Il tasso di disoccupazione in Italia, al 10,2 per cento, è il terzo più alto dell’Unione europea. Secondo i dati pubblicati da Eurostat, vanno peggio soltanto Spagna, dove è al 13,8%, e Grecia, 18,5%. La stessa situazione si ritrova nei numeri della disoccupazione giovanile, con l’Italia al 31,4%, la Spagna al 32,7% e la Grecia che segna il tasso più basso al 38,8%. I dati, che confrontano il tasso di disoccupazione di aprile 2019 con quello di aprile 2018, mostrano che nell’ultimo anno è sceso in tutti gli Stati membri. Complessivamente, la quota dei disoccupati nell’Eurozona è passata dal 7,7% del 2018 al 7,6% di quest’anno, registrando il tasso più basso dall’inizio dal gennaio del 2000. In Lussemburgo e Polonia è rimasto stabile, soltanto in Danimarca si è registrato un leggero aumento, dal 5,2% al 5,3%. I Paesi con i tassi più bassi sono Repubblica ceca (2,1%) e Germania, dove la disoccupazione generale è al 3,2 per cento.

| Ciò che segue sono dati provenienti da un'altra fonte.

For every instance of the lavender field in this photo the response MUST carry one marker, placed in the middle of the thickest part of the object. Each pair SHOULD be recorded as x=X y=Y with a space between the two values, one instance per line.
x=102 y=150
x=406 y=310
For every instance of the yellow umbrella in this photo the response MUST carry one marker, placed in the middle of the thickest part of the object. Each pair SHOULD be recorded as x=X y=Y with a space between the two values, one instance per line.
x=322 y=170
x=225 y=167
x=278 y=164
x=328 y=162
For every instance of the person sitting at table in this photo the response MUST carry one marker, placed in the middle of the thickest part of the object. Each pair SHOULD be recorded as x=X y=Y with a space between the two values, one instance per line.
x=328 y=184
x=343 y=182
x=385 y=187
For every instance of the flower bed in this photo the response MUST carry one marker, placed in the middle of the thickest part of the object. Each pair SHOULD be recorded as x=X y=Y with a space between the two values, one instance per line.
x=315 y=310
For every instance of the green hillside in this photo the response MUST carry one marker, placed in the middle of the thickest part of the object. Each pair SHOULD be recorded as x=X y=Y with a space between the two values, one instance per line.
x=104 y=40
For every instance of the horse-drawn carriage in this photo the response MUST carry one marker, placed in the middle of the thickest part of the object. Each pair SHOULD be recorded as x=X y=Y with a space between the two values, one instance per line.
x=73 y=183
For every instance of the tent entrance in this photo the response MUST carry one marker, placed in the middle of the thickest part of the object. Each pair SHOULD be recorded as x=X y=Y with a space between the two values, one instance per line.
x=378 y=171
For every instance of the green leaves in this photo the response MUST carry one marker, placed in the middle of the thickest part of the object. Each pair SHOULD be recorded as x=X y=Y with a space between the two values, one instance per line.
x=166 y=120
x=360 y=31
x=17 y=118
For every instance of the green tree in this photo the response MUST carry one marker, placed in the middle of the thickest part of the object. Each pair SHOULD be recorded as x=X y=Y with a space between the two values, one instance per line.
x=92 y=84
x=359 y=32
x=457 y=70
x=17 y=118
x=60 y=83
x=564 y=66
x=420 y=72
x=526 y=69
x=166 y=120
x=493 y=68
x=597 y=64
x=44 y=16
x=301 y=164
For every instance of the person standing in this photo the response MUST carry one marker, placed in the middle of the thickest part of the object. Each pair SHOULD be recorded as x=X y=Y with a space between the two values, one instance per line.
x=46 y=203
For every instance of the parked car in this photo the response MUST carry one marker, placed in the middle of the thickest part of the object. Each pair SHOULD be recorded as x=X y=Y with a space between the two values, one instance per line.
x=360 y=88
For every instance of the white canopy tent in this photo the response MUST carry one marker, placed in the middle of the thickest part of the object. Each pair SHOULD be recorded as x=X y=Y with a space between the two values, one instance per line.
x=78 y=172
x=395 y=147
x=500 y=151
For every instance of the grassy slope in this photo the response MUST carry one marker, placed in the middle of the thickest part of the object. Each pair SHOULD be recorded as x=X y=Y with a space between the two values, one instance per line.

Anche se Grecia e Spagna hanno ancora il tasso più alto di persone senza lavoro, entrambi i paesi hanno registrato un miglioramento. La Grecia è passata dal 20,6% al 18,5% tra febbraio 2018 e febbraio 2019. Il paese iberico invece dal 15,6% al 13,8%.

Ad aprile, 3,2 milioni di giovani (sotto i 25 anni) erano disoccupati nell’Ue a 28, di cui 2,3 milioni nella zona euro. Rispetto ad aprile 2018, la disoccupazione giovanile è diminuita di 246 mila unità nell’Ue a 28 e di 151mila nell’area dell’euro. Ad aprile, il tasso di disoccupazione giovanile era del 14,2% nell’Ue a 28 e del 15,8% nell’Eurozona, rispetto al 15,4% e al 17,2% rispettivi di un anno prima. Ancora ad aprile 2019, i tassi più bassi in questa fascia di età sono stati osservati in Germania (5,3%) e Paesi Bassi (6,2%).